What if the small stacks will automatically fold and the big stack will only call with a pair, an ace or 2 cards >= T ?

I was gonna say push until i saw the 100+9 lol, I think i push this anyways let him call, you got 5BB and you don't got a lock on the money yet, why would he call with any two over ten it don't make a lot of sense. I push and hope an SS calls me and big stack folds.

disclaimer - i never once played a 100 sng.

Regards Mack

well you cant fold and no matter what you do there is a good chance the big stack will call with a hand you can beat like Ax or KQs or something like that, not that you want to be called. i would push here without a second thought. i know that you want to outlast the short stacks, but if one of them goes all in and doubles up they will be almost equal to you and there is still a good chance of an uncntested win.

Pat

I push this. 77 is a good hand late, especially when you're sitting with a 5 BB stack.

I think folding is correct, but it's close, and very dependant on the bb's playing style.

In my analysis, I use the Sklansky-Peacock tournament equity model, which is explained here (http://tinyurl.com/6vmz3).

First, why should a rational big stack call with a lot of hands here ? Because he has more to gain by busting me than what he has to lose by losing a few of his chips. There is a boundary effect that constitutes an exception to the rule that says that the chip equity curve is concave.

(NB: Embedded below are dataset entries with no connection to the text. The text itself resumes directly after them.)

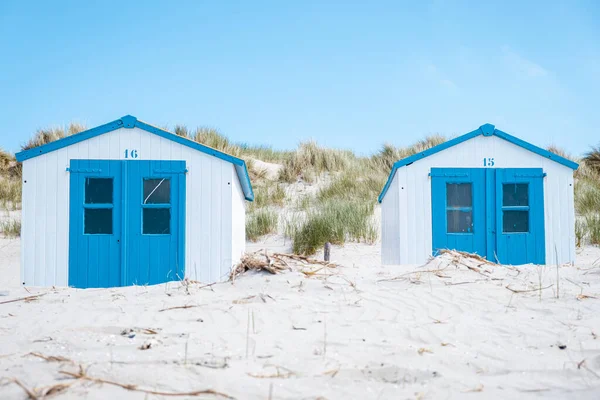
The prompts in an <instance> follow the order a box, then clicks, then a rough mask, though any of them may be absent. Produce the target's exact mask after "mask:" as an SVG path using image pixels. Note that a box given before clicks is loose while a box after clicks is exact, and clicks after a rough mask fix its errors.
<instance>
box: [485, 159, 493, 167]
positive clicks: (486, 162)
mask: <svg viewBox="0 0 600 400" xmlns="http://www.w3.org/2000/svg"><path fill="white" fill-rule="evenodd" d="M483 166H484V167H493V166H494V158H493V157H492V158H484V159H483Z"/></svg>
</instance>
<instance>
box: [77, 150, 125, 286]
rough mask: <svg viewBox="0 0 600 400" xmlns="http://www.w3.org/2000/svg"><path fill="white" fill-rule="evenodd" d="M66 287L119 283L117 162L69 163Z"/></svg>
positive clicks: (88, 161) (119, 244)
mask: <svg viewBox="0 0 600 400" xmlns="http://www.w3.org/2000/svg"><path fill="white" fill-rule="evenodd" d="M69 171H70V174H71V175H70V206H69V208H70V210H69V221H70V222H69V286H73V287H77V288H93V287H111V286H119V285H120V282H121V262H120V258H121V185H122V174H121V162H120V161H107V160H71V162H70V167H69Z"/></svg>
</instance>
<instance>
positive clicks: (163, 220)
mask: <svg viewBox="0 0 600 400" xmlns="http://www.w3.org/2000/svg"><path fill="white" fill-rule="evenodd" d="M142 212H143V214H144V215H143V223H142V224H143V225H142V226H143V229H142V233H143V234H144V235H168V234H170V233H171V209H170V208H144V209H143V210H142Z"/></svg>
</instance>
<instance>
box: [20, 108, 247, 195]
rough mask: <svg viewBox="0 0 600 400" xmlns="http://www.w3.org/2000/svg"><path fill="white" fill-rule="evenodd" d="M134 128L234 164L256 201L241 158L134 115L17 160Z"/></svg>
mask: <svg viewBox="0 0 600 400" xmlns="http://www.w3.org/2000/svg"><path fill="white" fill-rule="evenodd" d="M134 127H138V128H140V129H142V130H145V131H146V132H150V133H153V134H155V135H158V136H161V137H163V138H165V139H169V140H172V141H173V142H176V143H179V144H181V145H183V146H187V147H190V148H192V149H194V150H198V151H201V152H203V153H206V154H209V155H211V156H214V157H217V158H219V159H221V160H224V161H228V162H230V163H232V164H233V165H234V167H235V171H236V173H237V176H238V178H239V180H240V185H241V187H242V191H243V192H244V197H245V198H246V200H248V201H254V191H253V190H252V183H251V182H250V175H249V174H248V167H247V166H246V162H245V161H244V160H242V159H241V158H237V157H234V156H231V155H229V154H225V153H223V152H221V151H219V150H215V149H213V148H212V147H208V146H205V145H203V144H200V143H198V142H194V141H193V140H189V139H186V138H183V137H181V136H177V135H175V134H174V133H170V132H167V131H165V130H163V129H160V128H157V127H155V126H152V125H149V124H147V123H145V122H142V121H140V120H138V119H137V118H136V117H134V116H132V115H126V116H124V117H123V118H120V119H118V120H116V121H113V122H109V123H108V124H104V125H100V126H98V127H96V128H93V129H89V130H87V131H84V132H81V133H78V134H76V135H72V136H67V137H65V138H63V139H60V140H57V141H54V142H51V143H48V144H45V145H43V146H39V147H34V148H33V149H29V150H25V151H21V152H20V153H17V154H16V155H15V156H16V158H17V161H19V162H23V161H25V160H29V159H30V158H34V157H37V156H40V155H42V154H46V153H49V152H51V151H55V150H58V149H62V148H63V147H67V146H70V145H72V144H75V143H79V142H81V141H84V140H87V139H91V138H93V137H96V136H99V135H102V134H104V133H107V132H111V131H114V130H117V129H119V128H129V129H131V128H134Z"/></svg>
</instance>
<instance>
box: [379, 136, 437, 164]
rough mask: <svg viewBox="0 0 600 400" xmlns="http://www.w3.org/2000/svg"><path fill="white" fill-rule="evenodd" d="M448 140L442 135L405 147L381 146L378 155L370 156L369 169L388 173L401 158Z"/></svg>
mask: <svg viewBox="0 0 600 400" xmlns="http://www.w3.org/2000/svg"><path fill="white" fill-rule="evenodd" d="M446 140H448V139H447V138H446V137H445V136H442V135H437V134H436V135H430V136H426V137H425V139H421V140H419V141H417V142H415V143H413V144H412V145H410V146H407V147H395V146H393V145H391V144H389V143H386V144H384V145H383V147H382V148H381V150H379V152H378V153H376V154H374V155H373V156H371V158H370V160H369V164H370V167H371V169H373V170H379V171H383V172H385V173H389V172H390V171H391V170H392V167H393V166H394V163H395V162H396V161H398V160H402V159H403V158H406V157H410V156H412V155H414V154H417V153H420V152H422V151H425V150H428V149H430V148H432V147H434V146H437V145H439V144H442V143H444V142H445V141H446Z"/></svg>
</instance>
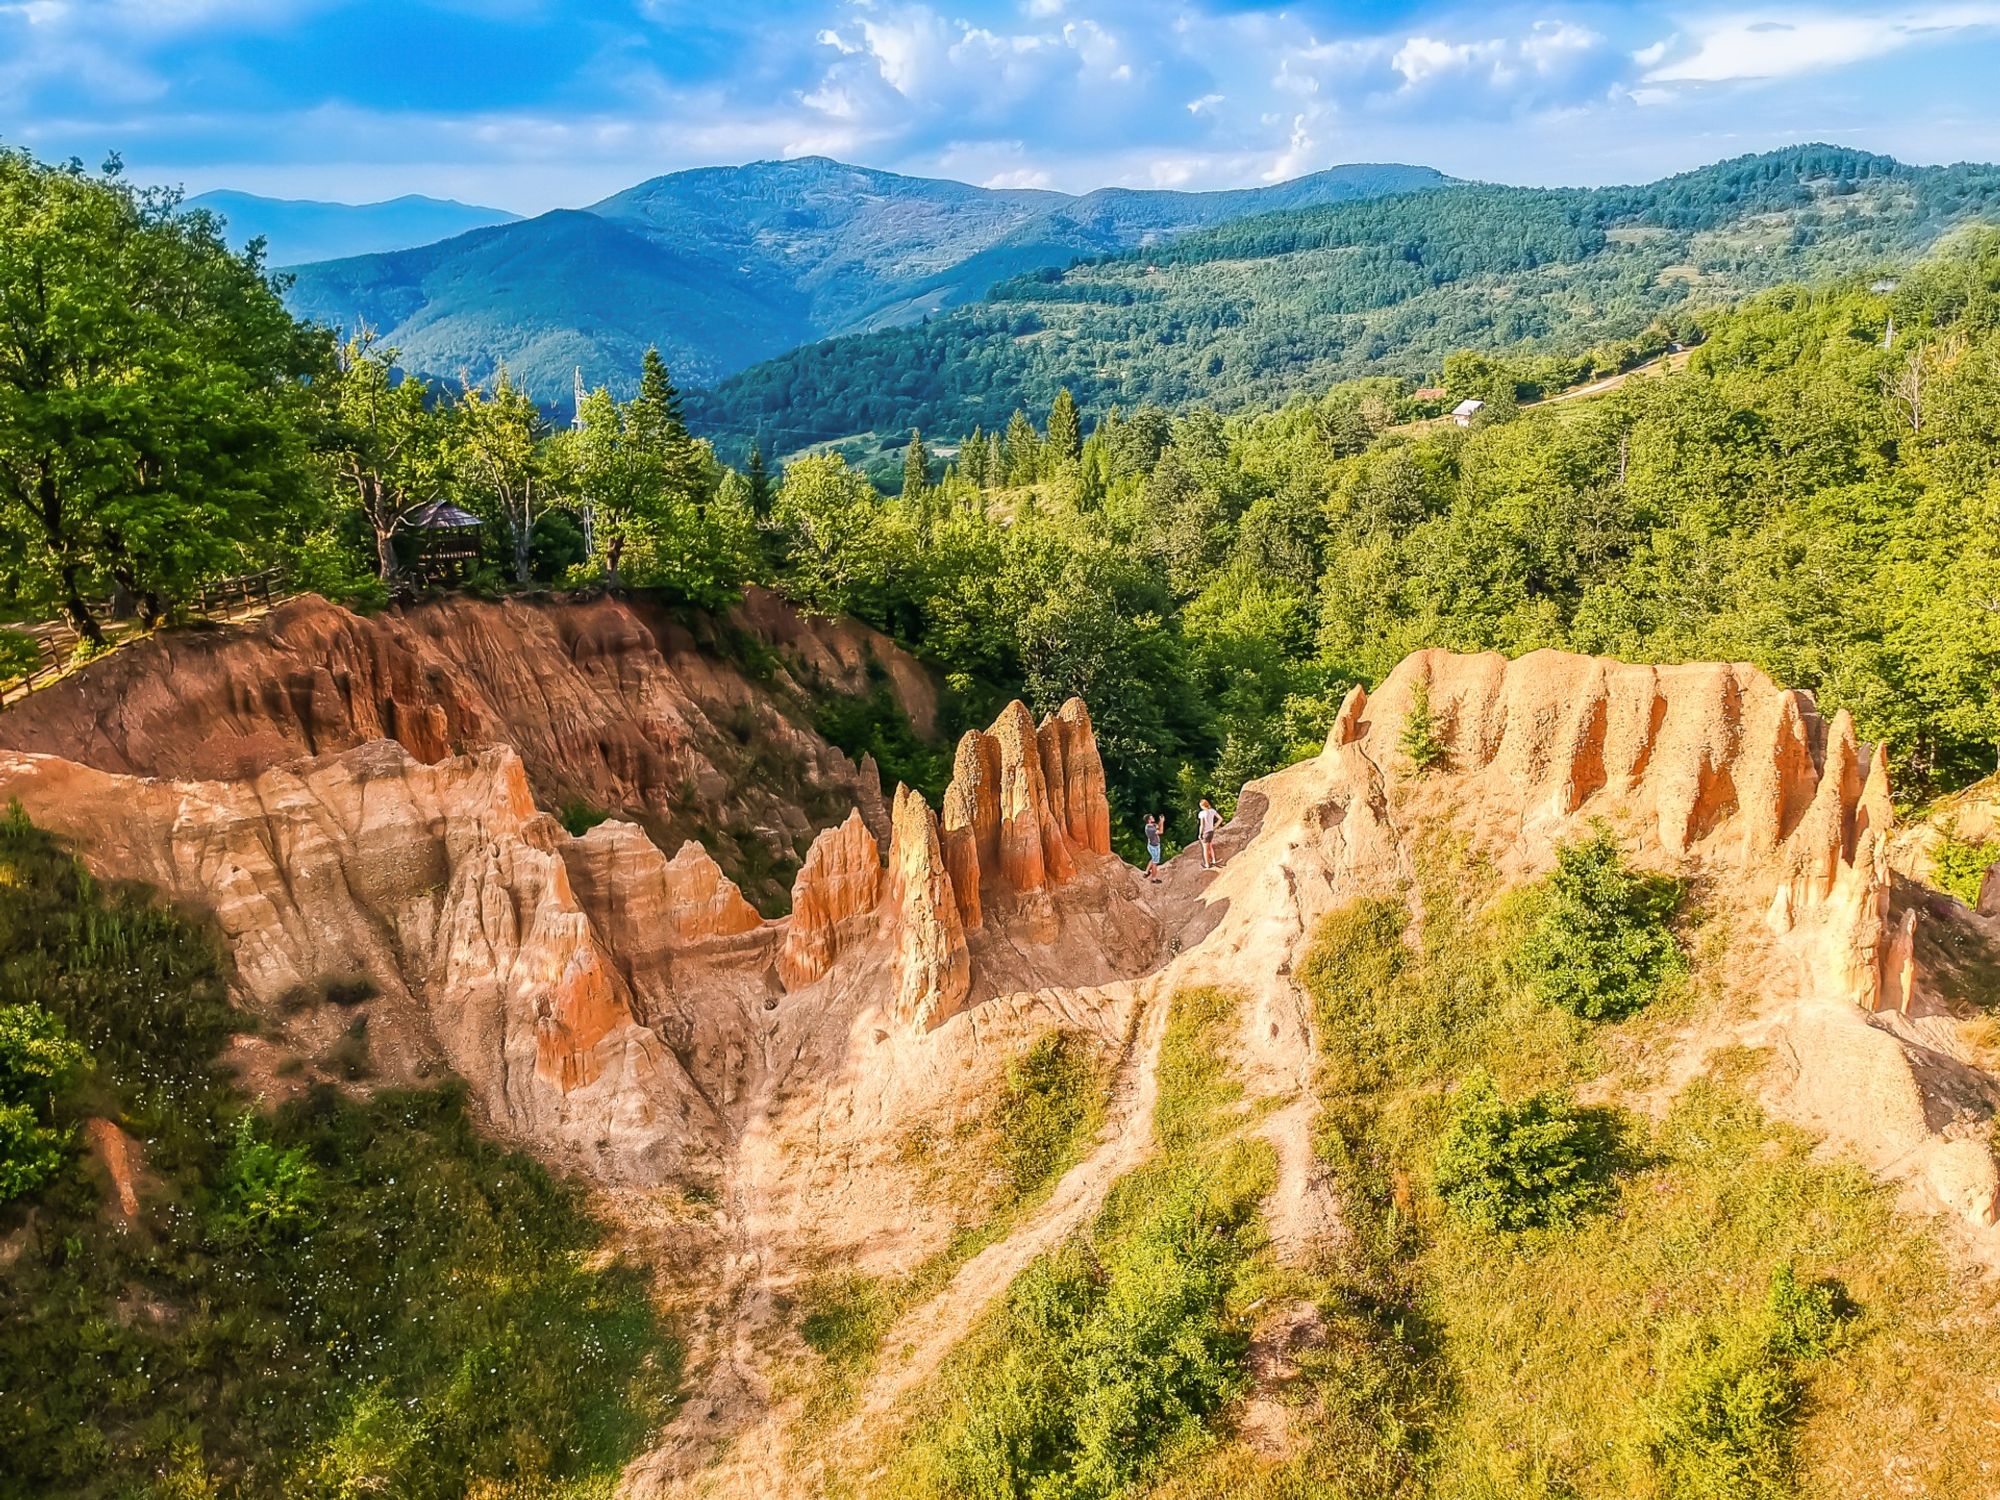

If the bb folds, his $ev is 455$. If he busts me, his $ev goes up to 485$, and if he loses 875 chips, doubling me up, it goes down to 435$. So he gains 30 or he loses 20. This means he only needs a 36.2% winning chance to be correct to put 875 more chips in.

Now, let's look at my position. I did ev calculations by using a hand matchup table, and enumerating all possible weighted matchups.

If I fold, my $ev is 253$.

If I push and the bb calls with anything, my $ev goes down to 174$, even if my Tev goes up.

Now with the set of calling hands that I suggested, which I think is too tight, my $ev is 287$. So in this case pushing is correct, and stays so even if wa account for the small stacks calling with big pairs.

But this is a situation where I'm either a little right or quite wrong, which makes a case for passing.

But this problem is still open until someone computes the Nash equilibrium, using some reasonable assumptions to reduce it to a two player game.